Le somnambule est tellement concentré par le désir de guérir la personne dont le fluide est en rapport avec le sien, qu’il lit dans son être intérieur.
S’il ajoute à cette disposition celle d’être inspiré, chose extrêmement rare, c’est alors qu’il devient complet. Il voit le mal ; on vient lui indiquer le remède !
Les Esprits qui viennent imprégner l’inspiré ne sont pas des êtres surnaturels. Ils ont vécu dans notre monde ; ils vivent dans un autre, voilà tout. Peu importe la forme physique qu’ils revêtent ; leur âme, leur souffle est identique au nôtre, parce que la loi qui régit l’univers est une et immuable.
Le fluide étant le principe de vie, l’animation, et notre âme ayant, grâce à des fluides différents, des attractions et par suite des destinées multiples et diverses, si, par l’action magnétique, on détourne de sa spontanéité le pouvoir de concentration sur la pensée qui doit nous être transmise, l’Esprit ne peut plus exercer son action, conserver sur nous sa même force, sa volonté intacte pour nous faire écrire, ou lire à haute voix, au monde qui en a besoin, ce qu’il est venu nous apporter.
Les somnambules, pas plus que les inspirés ou les fluidiques, ne peuvent agir sur tous leurs frères incarnés. Chacun n’est puissant que sur un petit nombre. Mais tous, en somme, y trouveront leur part, lorsqu’on n’aura plus frayeur de ces forces généreuses qui se dégagent de nous à des degrés plus ou moins intenses.
Pour les somnambules fluidiques, l’emploi du magnétisme est utile en exerçant sur eux son influence de concentration. Seulement il y a dans cet état plus encore que dans tout autre, une force d’attraction ou de répulsion contre laquelle il ne faut jamais lutter.
Les plus richement doués sont accessibles à des antipathies trop extrêmes pour qu’ils puissent les étouffer. Ils en éprouvent comme ils en inspirent. Leurs prescriptions sont alors rarement bonnes. Mais, doués ordinairement d’une grande force morale en même temps que d’une excessive bienveillance, ils acquièrent un grand pouvoir de modération sur leur personne, et s’il ne leur est pas toujours permis de faire le bien, du moins ils ne feront jamais le mal.
Il existe donc dans le somnambulisme trois degrés bien distincts.
D’abord se présente le somnambule naturel, qui peut rester sans aucune action sur personne, bien qu’il y soit prédisposé par la nature de son fluide.

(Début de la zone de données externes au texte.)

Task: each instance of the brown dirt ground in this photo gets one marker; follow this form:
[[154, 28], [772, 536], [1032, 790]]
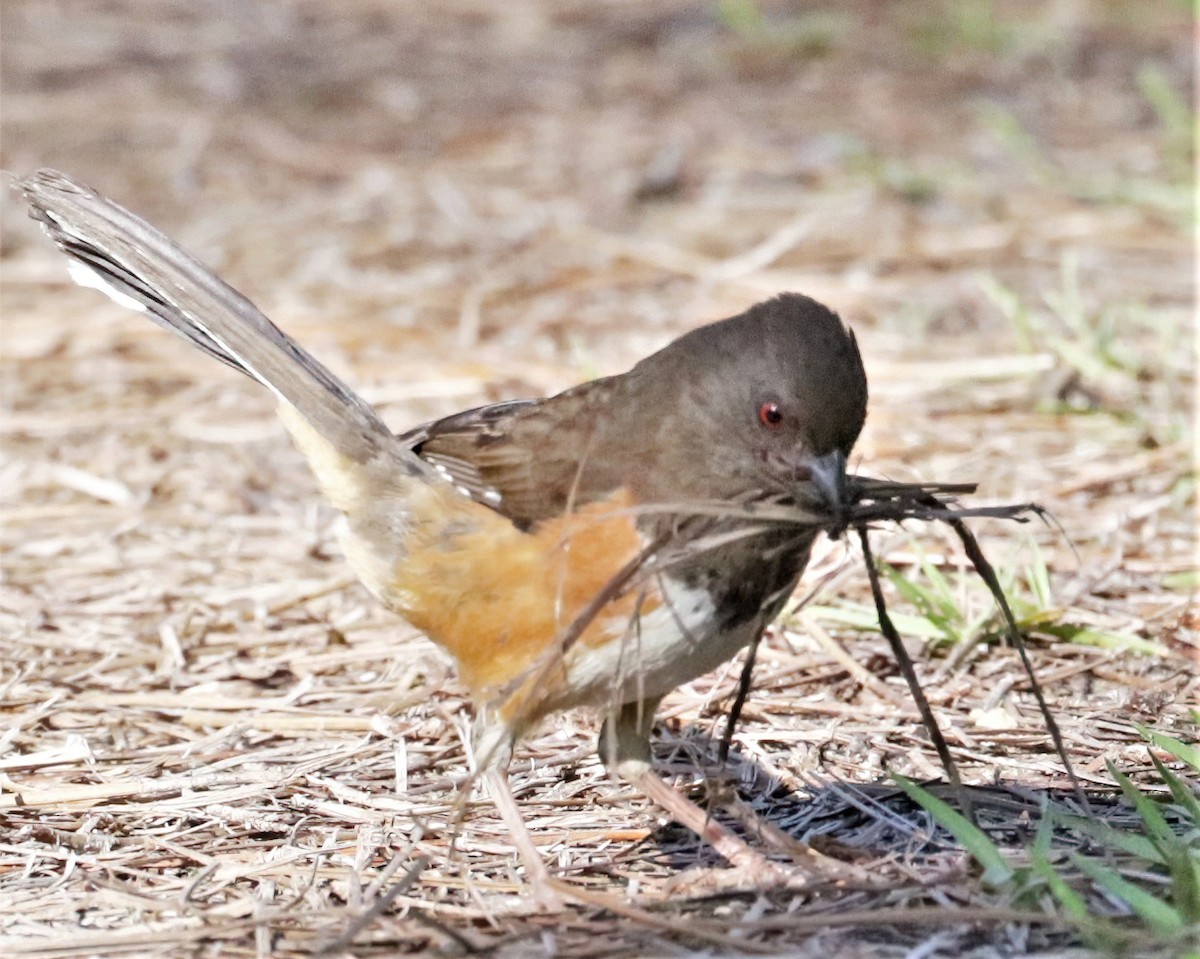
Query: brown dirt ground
[[215, 743]]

Vient ensuite le somnambule inspiré, qui ne prend rien en lui-même, mais qui est en quelque sorte le récipient où se déversent les pensées des autres. Le magnétisme, entendons-le bien, ne lui donne pas l’inspiration. Seulement si, après l’avoir subie, il tombe dans un état de prostration qui ne lui permet pas de l’émettre au dehors, le magnétisme peut, en rétablissant la circulation fluidique, lui rendre l’équilibre détruit et le remettre en possession de lui-même.
Puis enfin il y a le somnambule fluidique, de qui la puissance curative se dégage spontanément, et qui peut, comme nous l’avons dit, être conduit à l’inspiration par l’emploi du magnétisme. Alors, c’est l’être arrivé au complet développement de ses facultés.